父親は、息子の気遣いを喜んでいる。しかしそれを「極めて軽く受け」る。「なに、お前が心配するほどのことではない。俺は大丈夫だ」という意味だ。息子に対し、まだ幼い考えの存在と見ている父親。「威厳ある自分からすると、これはいつものことだ」という威勢・虚勢。上から目線である。
そう考えると、これほど子ども扱いし、自分たちで自由に何でも決めてしまっていいと考えている両親に対して、従順に従い、温かい言葉をかける青年の方が、たいした人・大人だ。エラい。
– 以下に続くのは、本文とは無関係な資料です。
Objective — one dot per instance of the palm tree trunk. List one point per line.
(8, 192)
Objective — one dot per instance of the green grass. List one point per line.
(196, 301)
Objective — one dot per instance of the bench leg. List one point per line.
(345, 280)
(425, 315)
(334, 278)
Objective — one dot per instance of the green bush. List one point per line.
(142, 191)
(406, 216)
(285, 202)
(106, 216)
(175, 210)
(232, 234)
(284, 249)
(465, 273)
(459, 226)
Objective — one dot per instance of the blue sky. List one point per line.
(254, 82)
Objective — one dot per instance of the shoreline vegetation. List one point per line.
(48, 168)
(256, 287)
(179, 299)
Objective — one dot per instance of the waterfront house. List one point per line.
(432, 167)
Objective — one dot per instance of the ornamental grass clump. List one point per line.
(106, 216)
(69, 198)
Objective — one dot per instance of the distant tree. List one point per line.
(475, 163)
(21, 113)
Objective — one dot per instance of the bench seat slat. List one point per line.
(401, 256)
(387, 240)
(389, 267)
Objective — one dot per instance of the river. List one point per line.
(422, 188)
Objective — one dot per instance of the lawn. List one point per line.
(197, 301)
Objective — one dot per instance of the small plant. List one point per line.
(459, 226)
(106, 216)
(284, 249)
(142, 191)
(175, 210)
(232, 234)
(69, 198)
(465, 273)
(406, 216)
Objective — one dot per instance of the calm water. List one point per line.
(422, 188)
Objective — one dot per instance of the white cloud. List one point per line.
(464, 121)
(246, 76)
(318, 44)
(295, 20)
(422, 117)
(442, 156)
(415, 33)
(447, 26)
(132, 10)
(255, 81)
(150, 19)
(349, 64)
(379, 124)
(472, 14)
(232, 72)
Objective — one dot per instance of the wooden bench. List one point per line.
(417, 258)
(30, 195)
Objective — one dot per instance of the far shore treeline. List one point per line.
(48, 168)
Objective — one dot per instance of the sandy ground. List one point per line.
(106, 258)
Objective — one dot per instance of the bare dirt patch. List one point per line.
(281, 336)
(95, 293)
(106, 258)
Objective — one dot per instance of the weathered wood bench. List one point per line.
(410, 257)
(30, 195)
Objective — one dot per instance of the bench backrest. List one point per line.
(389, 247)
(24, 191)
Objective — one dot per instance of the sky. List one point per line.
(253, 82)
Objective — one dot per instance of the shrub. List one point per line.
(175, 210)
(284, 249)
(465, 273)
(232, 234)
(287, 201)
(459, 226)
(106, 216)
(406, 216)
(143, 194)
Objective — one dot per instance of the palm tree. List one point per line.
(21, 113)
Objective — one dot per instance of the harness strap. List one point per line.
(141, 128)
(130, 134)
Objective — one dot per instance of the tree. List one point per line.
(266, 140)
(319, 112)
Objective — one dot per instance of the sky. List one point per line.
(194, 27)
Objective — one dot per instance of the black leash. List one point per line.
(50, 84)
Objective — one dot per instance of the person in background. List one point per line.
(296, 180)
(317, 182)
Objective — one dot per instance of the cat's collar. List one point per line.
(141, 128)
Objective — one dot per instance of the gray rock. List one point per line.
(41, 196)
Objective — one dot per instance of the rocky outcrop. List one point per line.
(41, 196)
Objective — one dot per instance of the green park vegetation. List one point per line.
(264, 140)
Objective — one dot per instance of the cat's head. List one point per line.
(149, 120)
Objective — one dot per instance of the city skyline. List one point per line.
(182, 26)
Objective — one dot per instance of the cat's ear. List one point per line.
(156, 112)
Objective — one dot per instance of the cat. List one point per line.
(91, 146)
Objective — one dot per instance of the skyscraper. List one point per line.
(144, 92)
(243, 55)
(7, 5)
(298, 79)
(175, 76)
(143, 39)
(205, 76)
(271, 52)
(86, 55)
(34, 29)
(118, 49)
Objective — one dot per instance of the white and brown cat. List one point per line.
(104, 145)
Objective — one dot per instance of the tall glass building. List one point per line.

「実際父は大丈夫らしかった。家の中を自由に往来して、息も切れなければ、眩暈めまいも感じなかった。ただ顔色だけは普通の人よりも大変悪かった」のところなど、父親をちゃんと見守っている。
さらには、「万一を気遣って、私が引き添うように傍に付いていた。私が心配して自分の肩へ手を掛けさせようと」するなど、いまどきよくできた息子だ。
(明治時代だけど)
青年の故郷の場所は明かされないが、そこから東京に出してもらい、生活と勉強をさせてもらっているという感謝の気持ちが、この青年にはあるのだろう。青年は、父親を見守り、手を添え、心配している。父に対する子としての愛がある。
その一方で、両親の息子に対するこのような状態が続けば続くほど、息子の心は両親から離れていく。息子はいつまでも両親の「子供」ではない。所有物扱いは、精神的に成長しつつある息子には迷惑だ。
そうして実際に、病む父を置いて、青年は先生へと向かう。